Gazze’nin en eski camisi Büyük Ömer Camii’nde restorasyon başladı

İsrail’in 7 Ekim 2023’te başlattığı saldırılarda ağır hasar alan Gazze’nin en eski ve Filistin’in üçüncü büyük camisi Büyük Ömer Camii’nde, kısıtlı imkânlara rağmen kapsamlı restorasyon çalışmaları yürütülüyor.

Filistin Turizm ve Tarihi Eserler Bakanlığı, Gazze Şeridi’ndeki tarihi Büyük Ömer Camii’nde restorasyon çalışmalarının resmen başladığını duyurdu. Filistin’in en eski İslami yapılarından biri olan cami, İsrail saldırılarında en ağır yıkımı yaşayan kültürel miraslar arasında bulunuyor.

"CAMİNİN YÜZDE 60'TAN FAZLASI YIKILMIŞTI"

Restorasyon sürecini denetleyen mühendis Hosni Al-Mazloum, saldırıların kültürel değerlere yönelik sistematik bir yıkım içerdiğini vurguladı.

Al-Mazloum, yalnızca Büyük Ömer Camii’nin değil, Paşa Sarayı, Elyazmaları Dairesi ve Gazze Belediye Binası gibi birçok tarihi yapının da hedef alındığını belirterek şunları söyledi:

Gazze’nin Eski Şehir bölgesindeki tarihi yapıların çoğu ya doğrudan vuruldu ya da ağır dolaylı hasar aldı. Büyük Ömer Camii de önceki savaşlarda zarar görmüştü ancak bu son yıkım eşi benzeri görülmemişti. Cami yapısının yüzde 60’ından fazlası yok oldu.

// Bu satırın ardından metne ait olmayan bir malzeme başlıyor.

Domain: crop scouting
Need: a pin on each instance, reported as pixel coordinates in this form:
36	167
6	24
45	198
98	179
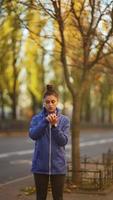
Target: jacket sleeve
61	136
37	127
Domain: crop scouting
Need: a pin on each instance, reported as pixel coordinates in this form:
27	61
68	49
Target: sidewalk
13	191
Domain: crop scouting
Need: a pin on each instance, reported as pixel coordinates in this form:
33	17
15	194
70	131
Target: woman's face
50	103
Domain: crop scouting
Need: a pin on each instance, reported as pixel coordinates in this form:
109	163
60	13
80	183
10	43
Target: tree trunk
76	140
2	106
110	113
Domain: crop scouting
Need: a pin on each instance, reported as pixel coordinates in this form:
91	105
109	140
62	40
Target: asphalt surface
16	152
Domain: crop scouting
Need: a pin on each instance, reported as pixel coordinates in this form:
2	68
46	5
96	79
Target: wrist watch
55	125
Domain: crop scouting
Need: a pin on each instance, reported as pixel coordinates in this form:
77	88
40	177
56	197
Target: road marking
82	144
19	153
92	143
16	180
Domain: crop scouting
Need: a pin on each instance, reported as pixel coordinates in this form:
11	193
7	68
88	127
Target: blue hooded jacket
49	153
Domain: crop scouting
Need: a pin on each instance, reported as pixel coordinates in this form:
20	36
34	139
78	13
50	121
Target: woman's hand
52	118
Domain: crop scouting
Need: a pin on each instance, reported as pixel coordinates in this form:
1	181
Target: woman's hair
50	91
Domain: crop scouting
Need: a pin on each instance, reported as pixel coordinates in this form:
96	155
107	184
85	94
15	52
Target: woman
50	130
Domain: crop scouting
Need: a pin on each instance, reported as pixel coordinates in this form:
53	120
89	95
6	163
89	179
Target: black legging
57	185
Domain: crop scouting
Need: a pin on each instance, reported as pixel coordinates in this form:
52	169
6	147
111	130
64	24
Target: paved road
16	152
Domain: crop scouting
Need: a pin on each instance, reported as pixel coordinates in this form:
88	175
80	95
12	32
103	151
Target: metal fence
95	175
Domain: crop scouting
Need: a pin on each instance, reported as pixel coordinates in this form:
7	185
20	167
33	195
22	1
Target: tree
89	19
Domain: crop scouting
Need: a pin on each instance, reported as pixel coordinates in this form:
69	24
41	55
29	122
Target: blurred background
64	43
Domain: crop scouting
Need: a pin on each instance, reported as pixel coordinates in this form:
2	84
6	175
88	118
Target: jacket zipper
50	149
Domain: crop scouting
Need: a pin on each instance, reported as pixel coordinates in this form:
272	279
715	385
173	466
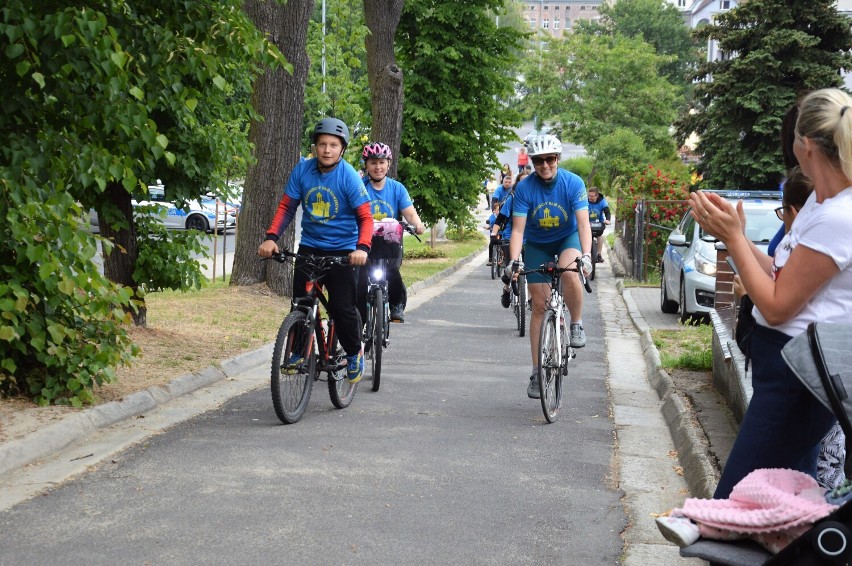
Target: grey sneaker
578	335
533	391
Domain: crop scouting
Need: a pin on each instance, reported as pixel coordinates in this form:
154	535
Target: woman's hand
717	216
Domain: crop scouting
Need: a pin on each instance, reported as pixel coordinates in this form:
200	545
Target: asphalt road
449	463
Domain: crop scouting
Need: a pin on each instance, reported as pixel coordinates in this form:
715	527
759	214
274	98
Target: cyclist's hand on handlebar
267	248
586	265
358	257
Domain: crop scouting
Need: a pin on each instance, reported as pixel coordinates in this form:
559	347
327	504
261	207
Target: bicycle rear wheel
379	319
549	367
521	310
340	389
293	368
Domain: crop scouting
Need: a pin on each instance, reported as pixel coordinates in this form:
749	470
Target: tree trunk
120	262
280	98
385	76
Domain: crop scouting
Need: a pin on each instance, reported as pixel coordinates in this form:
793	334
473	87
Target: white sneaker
679	530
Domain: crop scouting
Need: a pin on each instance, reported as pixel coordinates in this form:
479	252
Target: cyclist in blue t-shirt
550	218
598	211
503	228
388	199
336	221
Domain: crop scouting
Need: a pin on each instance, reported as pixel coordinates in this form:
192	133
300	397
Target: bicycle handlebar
410	229
283	255
553	271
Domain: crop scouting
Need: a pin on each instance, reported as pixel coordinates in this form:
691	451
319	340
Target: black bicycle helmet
331	126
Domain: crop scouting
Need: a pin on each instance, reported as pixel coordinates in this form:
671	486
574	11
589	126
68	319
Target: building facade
558	17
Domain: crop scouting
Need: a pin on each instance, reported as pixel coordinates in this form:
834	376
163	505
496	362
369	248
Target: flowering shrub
665	201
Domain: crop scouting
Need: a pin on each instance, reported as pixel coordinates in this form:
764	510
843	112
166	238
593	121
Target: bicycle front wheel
379	320
521	309
549	367
340	389
293	368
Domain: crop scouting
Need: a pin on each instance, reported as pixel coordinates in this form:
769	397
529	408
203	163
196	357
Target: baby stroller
820	359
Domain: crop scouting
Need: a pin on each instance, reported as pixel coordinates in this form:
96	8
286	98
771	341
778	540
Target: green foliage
63	324
112	95
581	166
619	153
689	347
665	198
451	136
592	85
661	25
347	92
425	253
782	49
172	255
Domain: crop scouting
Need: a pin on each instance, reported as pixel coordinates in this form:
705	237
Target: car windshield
761	224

KISITLI İMKANLARLA ZORLU ÇALIŞMA

Al-Mazloum, ekiplerin oldukça zor koşullarda çalıştığını belirterek, en temel araç ve malzemelere ulaşmanın bile neredeyse imkânsız olduğunu ifade etti:

“En basit ekipmanlar bile yok denecek kadar az. Kırılan bir aleti onarma şansımız bile bulunmuyor.”

BÜYÜK ÖMER CAMİİ'NİN ÖNEMİ

Gazze’nin merkezindeki Eski Şehir bölgesinde yer alan Büyük Ömer Camii, kentin en eski ibadet mekânı olarak biliniyor.

Cami, 410 metrekarelik kapalı alanı ve bin 190 metrekarelik geniş avlusuyla binlerce kişiyi ağırlayabilecek kapasiteye sahip.

Kudüs’teki Mescid-i Aksa ve Akka’daki Cezzar Ahmed Paşa Camii’nden sonra Filistin’in üçüncü büyük camisi olarak kabul ediliyor.

KÜLTÜREL MİRAS BÜYÜK ZARAR GÖRDÜ

İsrail’in Ekim 2023’te başlattığı saldırılar Gazze’de altyapıdan kültürel mirasa kadar geniş çaplı yıkıma neden olmuştu.

Gazze Hükümeti Medya Ofisi’ne göre, bölgede bulunan 325 arkeolojik ve kültürel miras alanından 208’i tahrip edildi.

Restorasyon sürecinin, bölgedeki devam eden insani ve teknik zorluklara rağmen uzun soluklu bir çalışma olacağı belirtiliyor.